Le principe de précaution menacé par les accords TTIP et CETA

Par Cécile Barbière

Le principe de précaution pourrait passer à la trappe dans les accords de l’UE avec le Canada et les États-Unis. Et remettre en cause les interdictions du bœuf aux hormones ou des OGM, selon l’ONG Foodwatch.

Les accords commerciaux que l’UE négocie avec les États-Unis et a conclus avec le Canada pourraient bien signer la fin du principe de précaution, s’inquiètent des spécialistes en droit communautaire.

Dans une étude juridique, des spécialistes du droit européen allemand, belge et néerlandais ont souligné que ni l’accord entre l’UE et le Canada (Ceta) ni le projet d’accord avec les États-Unis (TTIP) ne mentionnaient cette notion juridique fondamentale en Europe.
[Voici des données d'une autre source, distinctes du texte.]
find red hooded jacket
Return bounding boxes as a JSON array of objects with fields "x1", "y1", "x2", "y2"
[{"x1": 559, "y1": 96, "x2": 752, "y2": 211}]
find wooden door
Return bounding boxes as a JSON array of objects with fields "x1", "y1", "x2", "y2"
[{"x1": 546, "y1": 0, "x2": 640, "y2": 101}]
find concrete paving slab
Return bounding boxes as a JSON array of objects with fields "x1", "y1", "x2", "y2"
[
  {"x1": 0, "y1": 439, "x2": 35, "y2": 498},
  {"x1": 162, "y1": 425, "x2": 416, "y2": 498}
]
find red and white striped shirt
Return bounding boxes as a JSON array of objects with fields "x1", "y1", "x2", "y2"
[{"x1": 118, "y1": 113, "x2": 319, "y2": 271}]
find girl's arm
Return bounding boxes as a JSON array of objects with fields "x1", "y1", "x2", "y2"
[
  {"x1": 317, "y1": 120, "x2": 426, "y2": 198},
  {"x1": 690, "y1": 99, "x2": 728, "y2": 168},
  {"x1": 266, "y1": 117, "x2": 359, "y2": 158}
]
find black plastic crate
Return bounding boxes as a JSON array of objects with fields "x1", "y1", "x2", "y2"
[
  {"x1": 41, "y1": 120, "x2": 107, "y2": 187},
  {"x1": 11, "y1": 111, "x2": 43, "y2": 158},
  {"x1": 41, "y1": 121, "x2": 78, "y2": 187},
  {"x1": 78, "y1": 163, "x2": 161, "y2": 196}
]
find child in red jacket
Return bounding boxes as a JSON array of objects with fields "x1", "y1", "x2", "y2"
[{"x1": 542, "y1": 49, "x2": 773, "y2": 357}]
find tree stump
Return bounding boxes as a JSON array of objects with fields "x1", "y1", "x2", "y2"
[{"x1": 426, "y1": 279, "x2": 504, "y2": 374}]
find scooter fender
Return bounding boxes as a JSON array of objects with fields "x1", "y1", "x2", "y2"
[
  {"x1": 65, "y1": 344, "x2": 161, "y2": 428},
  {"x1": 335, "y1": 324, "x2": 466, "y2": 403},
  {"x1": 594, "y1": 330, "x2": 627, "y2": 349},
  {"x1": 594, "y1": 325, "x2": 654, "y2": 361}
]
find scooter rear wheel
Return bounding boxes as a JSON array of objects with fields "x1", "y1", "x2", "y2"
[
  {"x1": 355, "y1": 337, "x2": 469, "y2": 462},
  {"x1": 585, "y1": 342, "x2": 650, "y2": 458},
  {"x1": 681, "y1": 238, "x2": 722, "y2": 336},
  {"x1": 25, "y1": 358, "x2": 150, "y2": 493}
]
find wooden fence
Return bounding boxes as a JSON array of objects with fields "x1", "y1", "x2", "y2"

Une absence qui met l’UE dans une situation fragile. « Dans quelle mesure d’UE va-t-elle pouvoir justifier certaines mesures de protection des consommateurs ou de l’environnement consacrées par le principe de précaution dans ce nouvel environnement bilatéral » s’est interrogé Nicolas de Sadeleer, professeur à l’université Saint-Louis à Bruxelles, lors d’un séminaire à l’Assemblée nationale le 27 juin.

Un principe non partagé

En effet, ce principe permet aux autorités publiques d’adopter des mesures de restrictions pour anticiper des éventuels risques notamment environnementaux et dans le domaine de la santé. Ce principe, largement utilisé en Europe, a notamment permis d’interdire le bœuf aux hormones ou encore les OGM sur le continent, sans preuve scientifique irréfutable d’une quelconque dangerosité.
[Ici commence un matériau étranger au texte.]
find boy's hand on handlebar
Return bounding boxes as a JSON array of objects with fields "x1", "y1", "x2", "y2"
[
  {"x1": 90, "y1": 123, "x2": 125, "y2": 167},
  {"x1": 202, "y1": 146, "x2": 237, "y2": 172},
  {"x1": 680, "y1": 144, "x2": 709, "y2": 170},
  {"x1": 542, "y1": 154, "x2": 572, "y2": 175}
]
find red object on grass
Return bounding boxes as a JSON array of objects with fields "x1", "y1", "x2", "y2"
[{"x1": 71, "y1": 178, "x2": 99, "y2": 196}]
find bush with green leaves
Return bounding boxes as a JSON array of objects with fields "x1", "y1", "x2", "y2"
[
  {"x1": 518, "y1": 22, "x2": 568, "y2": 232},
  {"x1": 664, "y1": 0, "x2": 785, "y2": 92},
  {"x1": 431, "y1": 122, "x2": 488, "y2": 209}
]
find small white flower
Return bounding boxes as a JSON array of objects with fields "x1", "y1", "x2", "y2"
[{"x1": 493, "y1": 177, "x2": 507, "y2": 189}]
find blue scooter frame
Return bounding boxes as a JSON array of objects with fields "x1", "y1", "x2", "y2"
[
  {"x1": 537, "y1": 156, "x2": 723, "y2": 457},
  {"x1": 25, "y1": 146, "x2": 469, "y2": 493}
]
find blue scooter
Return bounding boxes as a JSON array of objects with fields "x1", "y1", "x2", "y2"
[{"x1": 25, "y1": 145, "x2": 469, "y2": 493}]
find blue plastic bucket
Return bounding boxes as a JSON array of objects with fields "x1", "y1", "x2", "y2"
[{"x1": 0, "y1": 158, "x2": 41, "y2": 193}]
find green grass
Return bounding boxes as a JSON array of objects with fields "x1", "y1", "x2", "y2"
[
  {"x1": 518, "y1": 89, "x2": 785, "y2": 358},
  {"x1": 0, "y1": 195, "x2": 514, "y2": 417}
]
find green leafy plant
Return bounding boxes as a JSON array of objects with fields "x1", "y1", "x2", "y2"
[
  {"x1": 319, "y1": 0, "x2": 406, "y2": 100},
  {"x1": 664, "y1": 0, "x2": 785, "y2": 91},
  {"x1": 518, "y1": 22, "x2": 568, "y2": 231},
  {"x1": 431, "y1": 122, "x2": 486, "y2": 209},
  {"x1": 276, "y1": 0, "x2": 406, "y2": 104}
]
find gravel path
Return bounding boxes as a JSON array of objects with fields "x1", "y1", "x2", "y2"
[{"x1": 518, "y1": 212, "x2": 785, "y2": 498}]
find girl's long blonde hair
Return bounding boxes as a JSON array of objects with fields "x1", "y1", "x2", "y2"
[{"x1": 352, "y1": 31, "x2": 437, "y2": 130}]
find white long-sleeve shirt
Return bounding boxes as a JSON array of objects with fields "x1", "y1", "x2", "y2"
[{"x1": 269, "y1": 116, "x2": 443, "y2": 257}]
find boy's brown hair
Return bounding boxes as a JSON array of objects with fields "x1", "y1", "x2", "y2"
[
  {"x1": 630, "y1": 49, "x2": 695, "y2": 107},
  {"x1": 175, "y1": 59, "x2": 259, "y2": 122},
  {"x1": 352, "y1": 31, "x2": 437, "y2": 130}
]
À l’inverse, le principe de précaution, n’est pas reconnu de l’autre côté de l’Atlantique, « où il a toujours été considéré que cela relevait d’une barrière au commerce » souligne Karine Jacquemart, de Foodwatch. Au Canada et aux États-Unis, seule la preuve scientifique définitive compte, ce qui laisse un large champ pour autoriser des produits controversés.

« Nous ne critiquons pas les Américains pour vouloir supprimera le principe de précaution, ils l’ont toujours voulu, car ils le voient comme une barrière au commerce » a expliqué Karine Jacquemart de Foodwatch. « Ce qui nous inquiète, c’est que personne au sein de l’Union européenne ne semble tenter de sauver ce principe ».

Des normes évolutives

Le traité UE/Canada ainsi que le traité avec les États-Unis, qui est toujours en cours de négociation pourraient enfin avoir un impact sur l’élaboration des normes futures de l’UE, comme celle sur les perturbateurs endocriniens ou des nanotechnologies.

« Ce sont des traités de deuxième génération, des traités vivants, car les négociations vont se poursuivre au-delà de leur adoption au travers de la coopération réglementaire » a prévenu la représentante de Foodwatch.

En effet, le traité avec le Canada prévoit une consultation continue sur l’élaboration des normes entre les deux partenaires commerciaux. « Les deux parties doivent s’informer mutuellement, des projets réglementaires » a poursuivi, Karine Jacquemart.

Plus grave, certaines normes existantes pourraient se trouver juridiquement affaiblies par l’accord, se sont inquiétés les auteurs de l’étude.

« Nous sommes juristes, il ne s’agit pas d’un point de vue militant, notre analyse des textes met en exergue la carence d’un principe juridique constitutionnel qui pourrait se retourner contre l’UE ou ses membres », a ajouté M. de Sadeleer.

L’UE a déjà conclu d’autres accords commerciaux bilatéraux où le principe de précaution n’est pas mentionné, par exemple avec la Corée du Sud, ou avec le Pérou et la Colombie. « Mais dans ces cas, l’Union européenne exporte ses normes et pas l’inverse » nuance Peter-Tobias Stoll, un des auteurs de l’étude. Un rapport de force que l’UE ne retrouvera pas face aux pays d’Amérique du Nord.

Autre problématique, même dans le cadre des relations commerciales multilatérales, le principe de précaution n’est pas protégé. « Les Etats-Unis et le Canada ont déjà attaqué l’UE devant l’Organisation mondiale du commerce sur l’application du principe de précaution, et l’UE n’a pas gagné » prévient le professeur de Sadeleer.